Das Licht der Lampe beleuchtete den größten Teil des Steinbockmanns, nur die riesigen Hörner lagen im Dunkeln. Er wirkte heute Abend menschlicher als sonst. Verletzlicher. Wahrscheinlich, weil er nur knapp dem Tod entronnen war. Lisandra fragte sich, warum der Steinbockmann nichts sagte und auch nicht weiterging. Was beschäftigte ihn?
„Fühlen Sie sich nicht gut?“, fragte Lisandra.
„Ich habe mich schon mal besser gefühlt“, sagte Grohann. „Dabei sollte ich mich freuen!“
„Darüber, dass Sie überlebt haben?“
Grohann sah sich um. Es war sehr dunkel im Flur, doch Grohann schien förmlich zu riechen, ob jemand in der Nähe war und ob sie belauscht wurden. Als er entschieden hatte, dass die Luft rein war, beantwortete er Lisandras Frage.

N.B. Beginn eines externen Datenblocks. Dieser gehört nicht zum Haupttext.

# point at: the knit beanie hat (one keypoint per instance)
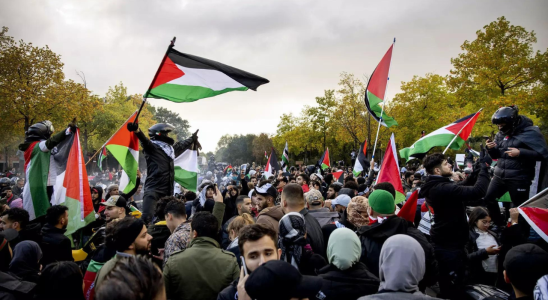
(382, 202)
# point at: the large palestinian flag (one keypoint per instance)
(390, 170)
(376, 89)
(186, 78)
(285, 158)
(71, 182)
(186, 169)
(535, 211)
(35, 195)
(324, 162)
(124, 146)
(272, 166)
(443, 137)
(361, 161)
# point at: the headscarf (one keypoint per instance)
(344, 248)
(358, 204)
(401, 264)
(291, 238)
(26, 261)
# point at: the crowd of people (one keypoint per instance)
(298, 234)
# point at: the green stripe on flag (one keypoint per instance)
(128, 163)
(425, 144)
(185, 93)
(38, 179)
(186, 179)
(374, 104)
(75, 221)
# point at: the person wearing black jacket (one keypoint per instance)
(55, 245)
(518, 146)
(450, 231)
(160, 151)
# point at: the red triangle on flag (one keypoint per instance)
(390, 170)
(168, 72)
(466, 124)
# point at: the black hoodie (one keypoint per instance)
(448, 199)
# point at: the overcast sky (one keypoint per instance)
(300, 46)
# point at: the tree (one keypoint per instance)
(164, 115)
(425, 103)
(498, 68)
(260, 145)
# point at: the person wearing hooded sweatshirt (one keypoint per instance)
(160, 151)
(346, 278)
(373, 237)
(450, 232)
(296, 249)
(269, 213)
(26, 261)
(314, 203)
(401, 268)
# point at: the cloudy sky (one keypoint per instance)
(300, 46)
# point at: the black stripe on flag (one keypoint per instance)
(247, 79)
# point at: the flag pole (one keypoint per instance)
(97, 152)
(461, 131)
(383, 103)
(145, 96)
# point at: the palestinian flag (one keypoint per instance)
(102, 156)
(376, 89)
(227, 170)
(444, 136)
(186, 78)
(272, 166)
(390, 170)
(71, 183)
(285, 158)
(535, 211)
(361, 161)
(409, 208)
(124, 146)
(324, 161)
(35, 195)
(338, 176)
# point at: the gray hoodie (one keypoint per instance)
(401, 267)
(324, 216)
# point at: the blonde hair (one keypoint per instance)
(240, 222)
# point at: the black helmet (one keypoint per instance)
(160, 129)
(41, 130)
(506, 115)
(5, 181)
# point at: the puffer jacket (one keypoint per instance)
(160, 168)
(523, 166)
(349, 284)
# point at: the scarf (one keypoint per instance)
(291, 238)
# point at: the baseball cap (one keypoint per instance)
(115, 200)
(313, 197)
(278, 279)
(382, 202)
(341, 200)
(525, 265)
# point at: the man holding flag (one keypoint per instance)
(160, 151)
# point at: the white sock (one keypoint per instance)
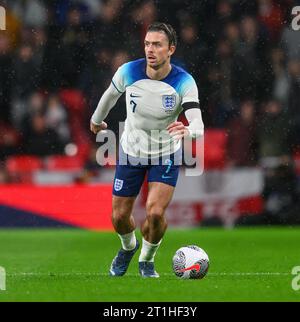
(128, 241)
(148, 251)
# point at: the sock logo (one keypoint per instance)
(296, 19)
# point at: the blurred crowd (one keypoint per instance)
(244, 56)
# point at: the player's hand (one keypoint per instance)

„Darüber, dass ich Yu Kon überlebt habe. Ich habe mich auf diesen Tag gefreut, seit ich ein kleiner Junge war, und das ist sehr viel länger her, als du dir vorstellen kannst. Ich habe mich auf den Tag gefreut, an dem Amuylett endlich von einem Tyrannen befreit sein wird, der dieser Welt mehr Schaden zugefügt hat als jedes andere lebende oder tote Wesen, das sie jemals betreten hat. Jetzt ist es endlich soweit, aber ich fühle mich zu elend, um es zu genießen.“
„Wieso Tyrann? Hanns hat mir mal erzählt, dass Yu Kon die Nähe von anderen Menschen meidet, wenn er nicht unterrichtet. Dass er dann von Eiswüste zu Eiswüste zieht und niemandem begegnen will.“
„So hat er es in den letzten dreihundert Jahren gehalten. Aber das heißt nicht, dass er keinen Einfluss auf die Geschehnisse in Amuylett hatte. Seine unsichtbaren Finger waren überall.“
„Auch in der Regier ung?“, fragte Lisandra .

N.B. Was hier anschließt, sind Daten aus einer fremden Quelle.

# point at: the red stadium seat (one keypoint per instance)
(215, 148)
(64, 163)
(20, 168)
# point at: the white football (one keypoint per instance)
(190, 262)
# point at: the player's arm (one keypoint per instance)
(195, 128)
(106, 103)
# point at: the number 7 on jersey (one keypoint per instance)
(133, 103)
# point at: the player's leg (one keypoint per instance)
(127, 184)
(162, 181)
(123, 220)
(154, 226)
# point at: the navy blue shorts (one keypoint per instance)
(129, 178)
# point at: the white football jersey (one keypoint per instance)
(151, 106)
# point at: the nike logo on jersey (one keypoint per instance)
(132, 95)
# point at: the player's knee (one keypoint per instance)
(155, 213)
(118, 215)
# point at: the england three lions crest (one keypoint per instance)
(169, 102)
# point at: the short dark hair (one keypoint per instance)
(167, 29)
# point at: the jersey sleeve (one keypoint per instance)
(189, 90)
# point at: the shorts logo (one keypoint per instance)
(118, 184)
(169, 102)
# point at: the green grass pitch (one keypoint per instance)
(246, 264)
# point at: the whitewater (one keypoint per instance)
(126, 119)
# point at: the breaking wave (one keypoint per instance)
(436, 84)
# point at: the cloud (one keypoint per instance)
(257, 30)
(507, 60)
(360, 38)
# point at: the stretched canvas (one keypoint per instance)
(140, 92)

„Vor allem da. Es wird interessant sein zu sehen, was passiert, wenn sein verderblicher Einfluss schwindet. Andere werden versuchen, die Macht, die er nicht mehr ausüben kann, an sich zu reißen. Aber das schreckt mich nicht.“
Es war, als redete Grohann mehr mit sich selbst als mit Lisandra.
„Was wollte er denn?“, fragte sie. „Was hatte er für ein Ziel?“
„Was haben Tyrannen für Ziele? Sie wollen die ganze Welt beherrschen. Er wollte diese Welt und er wollte die nächste Welt. Nicht mehr und nicht weniger.“
Lisandra wusste nicht, ob sie es wagen sollte, Grohann auf seinen Auftrag anzusprechen. Aber wenn sie jemals mehr darüber herausfinden wollte, dann war dies der richtige Augenblick. Ein Augenblick, in dem Grohann schwach und angeschlagen war. Das würde so schnell nicht wieder vorkommen.
„Ich weiß, dass die Regierung mich unschädlich machen will“, sagte sie. „Ging das auch auf Yu Kon zurück?“
Grohanns Aufmerksamkeit erwachte wieder.